About Mental Capacity
What is Mental Capacity?
To have mental capacity means being able to make decisions for ourselves. We all make decisions, big and small, every day of our lives and most of us are able to make these decisions for ourselves, although we may seek information, advice or support for the more serious or complex ones.
Having mental capacity means that we can
- Understand information given to us and
- Weigh up the information available to make that decision and
- Retain that information long enough to be able to make a decision and
- Communicate our decision to others
The law requires that we have mental capacity when making certain decisions in our life, in order for them to be considered valid. These include making a will, consenting to medical treatment or appointing someone else as our decision maker for the future (ie making an advance directive).
The Law Society of South Australia has produced a Statement of Princples with Guidelines relating to client capacity which may further assist to understand the complexity of mental capacity considerations.
What is Mental Incapacity?
Having a mental incapacity means not being able to make some decisions even after the necessary information, advice and support has been given to assist.
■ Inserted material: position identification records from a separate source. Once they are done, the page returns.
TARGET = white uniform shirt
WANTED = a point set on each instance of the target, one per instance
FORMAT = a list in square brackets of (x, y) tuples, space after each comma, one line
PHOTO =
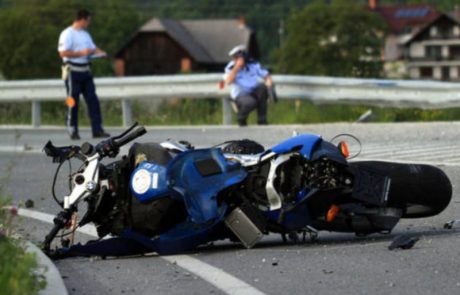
[(247, 78), (75, 40)]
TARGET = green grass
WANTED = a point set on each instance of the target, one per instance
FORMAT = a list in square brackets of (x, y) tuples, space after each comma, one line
[(17, 267), (209, 111)]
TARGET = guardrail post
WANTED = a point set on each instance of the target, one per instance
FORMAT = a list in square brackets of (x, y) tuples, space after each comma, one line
[(36, 114), (226, 112), (127, 112)]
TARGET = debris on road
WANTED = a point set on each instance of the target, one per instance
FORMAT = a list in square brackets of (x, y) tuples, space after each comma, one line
[(451, 224), (29, 203), (403, 242)]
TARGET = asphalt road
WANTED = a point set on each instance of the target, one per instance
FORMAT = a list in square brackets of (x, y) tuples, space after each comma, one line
[(336, 263)]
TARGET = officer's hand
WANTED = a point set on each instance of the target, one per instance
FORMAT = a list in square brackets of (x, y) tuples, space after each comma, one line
[(87, 51), (239, 63)]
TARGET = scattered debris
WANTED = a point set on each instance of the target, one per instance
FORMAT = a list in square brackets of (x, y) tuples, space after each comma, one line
[(451, 224), (403, 241), (29, 203)]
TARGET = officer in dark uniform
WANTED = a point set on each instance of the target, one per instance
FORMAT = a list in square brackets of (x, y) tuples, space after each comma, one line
[(76, 47)]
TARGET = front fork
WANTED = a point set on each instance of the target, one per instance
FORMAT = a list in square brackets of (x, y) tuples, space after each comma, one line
[(60, 221)]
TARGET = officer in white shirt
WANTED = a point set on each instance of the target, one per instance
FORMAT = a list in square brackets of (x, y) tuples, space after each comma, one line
[(249, 82), (76, 47)]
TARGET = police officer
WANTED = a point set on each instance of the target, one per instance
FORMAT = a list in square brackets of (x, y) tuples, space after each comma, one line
[(76, 47), (245, 76)]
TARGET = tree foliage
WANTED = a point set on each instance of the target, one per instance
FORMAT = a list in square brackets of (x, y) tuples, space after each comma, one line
[(30, 29), (337, 39)]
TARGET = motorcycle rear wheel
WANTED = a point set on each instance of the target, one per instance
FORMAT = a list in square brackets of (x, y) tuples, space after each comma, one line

Capacity to make a particular decision will be in doubt if a person -
- does not understand the information given or
- cannot consider the main issues options and likely consequences involved in making that decision or
- does not remember that information long enough to be able to make a decision or
- cannot communicate the decision to others
Alternative terms are used to describe mental incapacity. These include "mental impairment” and “decision making incapacity”. These terms usually have their origins in legal statutes which offers their own definition of the terms. The term "mental incapacity" is used in the Guardianship and Administration Act 1993.
How will I know whether a person has a mental incapacity?
Generally individuals who have a mental incapacity have some form of underlying medical condition or disability which affects thinking, reasoning and/or memory. Examples might be conditions existing from birth (eg intellectual disability), brain damage from illness or trauma (eg dementia, stroke or from a motor vehicle accident) or mental health issues (eg a psychotic illness).
Most people who have medical conditions or disabilities are however able to make their own decisions. Some people will require extra support to do this. This support can include assisted decision making or supported decision making.
Mental Incapacity is decision specific
Mental incapacity may be temporary or ongoing or may only affect certain decisions. Capacity to make a decision can therefore change depending on what the decision is, the complexity of the issues involved in the decision and when the decision is to be made. Because of this it is said that mental incapacity is “decision specific”.
- a person may not understand their financial affairs and forget to pay their bills but still be able to make decisions about their health care
- a person may have a mental illness which temporarily affects their ability to manage their finances when they are unwell
- a person may know what it is to take headache pills but not understand the complexity of dialysis treatment for kidney disease and so not be able to give effective consent for this treatment
Even where some form of cognitive difficulty has been confirmed an individual should be given the opportunity to make their own decision on each occasion, as that person may have the capacity to do so at that particular time.
Who decides whether or not someone can’t make their own decisions/ has a mental incapacity?
Sometimes this occurs through a natural process - for example, where family members gradually take over decision making responsibilities for a mentally frail elderly relative and that person agrees to the help being provided. However formal assessment may be required particularly for legal processes or where there are differences of opinions about what is happening.
As most incapacities are medical in their origins, doctors are asked to provide reports regarding capacity. This may be a general practitioner or a doctor who specialises in mental functioning such as a neurologist, geriatrician or psychiatrist. Clinical and neuro psychologists also have specialist skills in assessing mental functioning. Other health professionals and service providers may have useful observations regarding day to day functioning of the person as well.
Mental Incapacity and the SA Guardianship and Administration Act 1993 (GAA)
For the purposes of the operations of the GAA a particular definition of mental incapacity applies and these conditions must be met before the Guardianship Board can consider making orders or decisions under the Act. This is
‘...the inability of a person to look after his or her own health, safety or welfare or to manage his or her own affairs, as a result of-
(a) any damage to, or any illness, disorder, imperfect or delayed development, impairment or deterioration, of the brain or mind; or
(b) any physical illness or condition that renders the person unable to communicate his or her intentions or wishes in any manner whatsoever.’